You’ve probably heard by now that the world’s ability to produce food is connected to the availability of a thriving bee population. Bees are nature’s most integral pollinators, responsible for pollinating 75% of the world’s crops.
And they’re dying at a rate that’s almost impossible to comprehend – to the tune of 500 million bees in Brazil alone in just three month’s time.
Between December 2018 and February 2019, 400 million bees in Rio Grande do Sul, 7 million in Santa Catarina, and 45 million in Mato Grosso do Sul lost their lives, and Aldo Machado, the vice president of Brazil’s Rio Grande do Sul’s beekeeping association, is concerned.
“As soon as the healthy bees began clearing the dying bees out of the hives, they became contaminated. They started dying en masse.”
Researchers are blaming Brazil’s decision to allow the use of 300 new pesticides on crops in 2019; many of the dead bees contained traces of fipronil, an insecticide commonly used to rid dogs and cats of fleas and ticks.. The U.S. EPA classifies it as a possible human carcinogen, but if you’ve got a dog, you may have some in your house.

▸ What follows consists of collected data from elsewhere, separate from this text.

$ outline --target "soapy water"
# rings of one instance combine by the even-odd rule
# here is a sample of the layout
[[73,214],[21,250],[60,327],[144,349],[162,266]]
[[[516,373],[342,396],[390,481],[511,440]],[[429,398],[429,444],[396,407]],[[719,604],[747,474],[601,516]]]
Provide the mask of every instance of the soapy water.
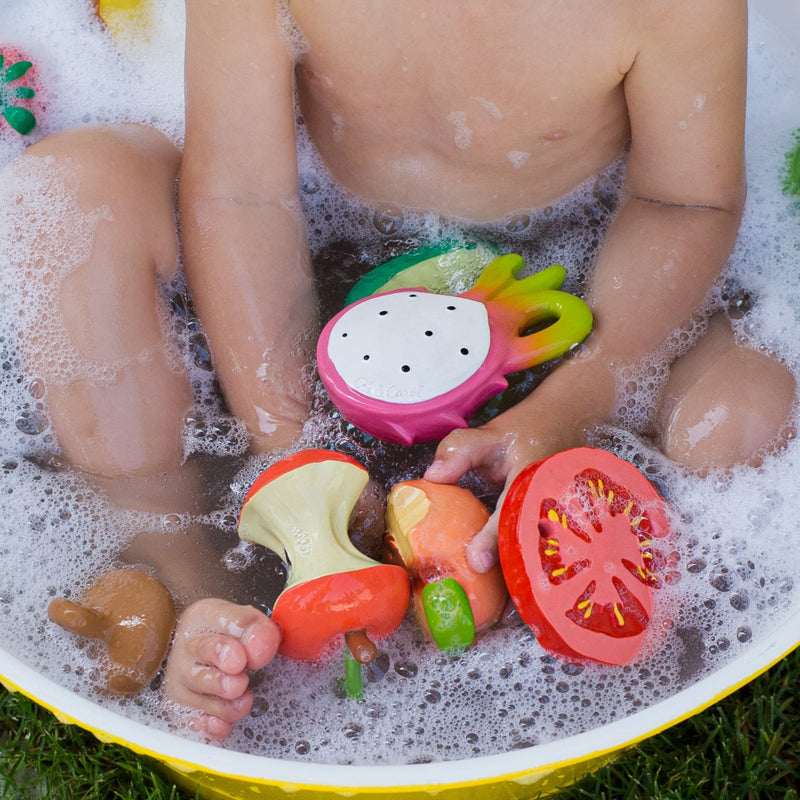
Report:
[[[62,0],[45,9],[44,0],[6,0],[0,10],[4,40],[28,52],[47,86],[46,113],[35,135],[86,122],[132,119],[154,124],[180,143],[182,4],[170,0],[163,5],[149,42],[118,45],[103,33],[90,6]],[[800,375],[800,213],[780,187],[785,153],[794,142],[792,132],[800,127],[800,116],[792,116],[792,110],[797,114],[800,109],[799,76],[797,53],[753,15],[749,199],[739,243],[712,298],[728,312],[741,337],[783,359],[795,375]],[[367,208],[353,201],[329,180],[300,123],[301,197],[326,318],[341,307],[350,286],[371,265],[442,239],[487,246],[487,258],[487,243],[520,252],[531,270],[563,263],[568,270],[565,289],[580,291],[620,191],[622,164],[617,163],[553,208],[464,229],[391,205]],[[23,146],[19,137],[6,134],[0,137],[2,164]],[[60,370],[66,378],[88,370],[102,379],[97,365],[77,358],[52,322],[37,315],[37,303],[80,262],[97,218],[82,213],[46,168],[38,179],[49,182],[50,198],[42,211],[53,225],[85,235],[62,237],[63,252],[52,263],[33,265],[27,285],[19,286],[10,265],[28,245],[14,214],[17,179],[4,173],[0,629],[9,652],[66,688],[149,725],[178,730],[175,710],[163,701],[158,679],[132,699],[101,695],[94,688],[100,683],[96,648],[77,645],[46,618],[52,597],[78,594],[94,575],[115,564],[136,533],[180,531],[187,520],[115,509],[83,476],[61,463],[46,408],[47,380],[53,377],[43,380],[25,371],[19,313],[26,322],[22,335],[52,352],[53,375]],[[239,506],[263,462],[248,458],[242,426],[220,403],[202,329],[179,278],[164,287],[164,306],[175,357],[190,370],[197,394],[185,426],[187,455],[220,465],[215,510],[200,521],[224,542],[221,561],[229,570],[269,575],[263,577],[269,588],[261,597],[268,606],[279,590],[280,565],[258,548],[237,543],[235,535]],[[515,614],[455,657],[436,651],[409,618],[396,635],[380,643],[378,659],[365,670],[364,702],[341,696],[341,659],[307,665],[278,658],[255,676],[254,710],[225,746],[278,758],[366,764],[504,752],[646,709],[712,674],[768,635],[798,603],[793,538],[800,509],[793,476],[800,474],[800,450],[792,439],[758,469],[712,474],[701,481],[649,447],[643,435],[647,408],[664,380],[668,357],[685,349],[694,335],[676,335],[669,352],[621,374],[626,393],[619,425],[596,433],[598,446],[632,461],[673,509],[675,538],[666,554],[664,586],[658,591],[643,657],[623,668],[555,658]],[[510,399],[504,402],[530,391],[545,373],[546,367],[515,376]],[[490,404],[485,415],[500,407]],[[347,452],[385,486],[418,477],[433,448],[389,446],[360,434],[321,392],[306,426],[305,444]],[[473,480],[470,488],[491,499],[479,481]]]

Alberto Bastos, the president of the Apiculturist Association of Brazil’s Federal District, told Bloomberg that the “death of all these bees is a sign that we’re being poisoned.”
Not to mention that bees provide billions of dollars worth of agricultural benefits that will disappear along with them if they go.
Will people listen? Will it be too late by the time food shortages begin to make their way into developed corners of the world?
Only time will tell, but the people who are hearing what the bees have to tell us are already beating the drum.